A análise crítica dessa narrativa predominante, repetida pela mídia tradicional, revela um padrão. O vilão é sempre a direita, e a solução é sempre mais poder para o Estado e para o Judiciário. Mas a realidade teima em se impor. Como se pode argumentar que a anistia gera violência quando quem comete o ato violento é justamente quem se opõe a ela? Como ignorar que a perseguição implacável, a quebra do devido processo legal e as prisões arbitrárias são, em si, as maiores fontes de instabilidade e revolta? A insistência em associar qualquer ato de oposição a uma ameaça à democracia, enquanto se aplaude a repressão vinda do próprio sistema, mostra que para alguns parece que "falta uma pecinha na cabeça" para conectar os fatos.


Com isso, chegamos à tese central: a provocação de Flávio Dino não foi um erro, mas uma ação deliberada e alinhada a interesses que extrapolam nossas fronteiras. O governo atual, apoiado por figuras como George Soros e a elite progressista europeia, está oferecendo o Brasil como um "case de sucesso" de como neutralizar a direita conservadora. A condenação de Bolsonaro, as prisões de manifestantes e a censura são mostradas como um modelo a ser seguido por outros países que enfrentam a ascensão de governos conservadores. Ao atacar pessoalmente Donald Trump — que também foi vítima de atentados da esquerda — com uma "brincadeirinha" sobre o assassinato de um aliado, o governo brasileiro compra uma briga que não tem como vencer e convida uma retaliação pesada.


A solução para esse impasse não está em dobrar a aposta na submissão ideológica, mas em resgatar o princípio da soberania com responsabilidade. A política externa de uma nação do tamanho do Brasil não pode ser guiada por birras ideológicas ou para agradar bilionários globalistas. Ela deve servir aos interesses do povo brasileiro. A analogia é simples: o Brasil não pode ser o peão sacrificado no xadrez de interesses estrangeiros. Nossa nação é grande demais para ser usada como exemplo de repressão em uma guerra cultural que não nos pertence.

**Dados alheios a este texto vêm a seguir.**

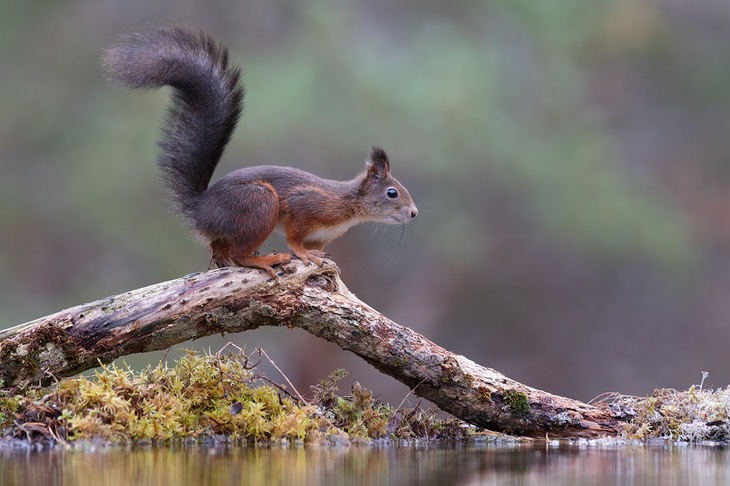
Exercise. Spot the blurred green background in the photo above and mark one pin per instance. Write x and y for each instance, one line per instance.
(569, 160)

Portanto, a chamada aqui é para uma revolução mental. É preciso que cada cidadão comece a questionar as narrativas oficiais. Quando um político usar uma tragédia para justificar mais poder, pergunte-se: a quem isso realmente serve? Quando a mídia apontar um vilão, investigue quem são os verdadeiros agressores. Rejeitar essas manipulações e defender uma política externa focada no Brasil é o primeiro passo para evitar que nosso futuro seja decidido em gabinetes de Washington ou Bruxelas, por pessoas que não se importam com o nosso destino.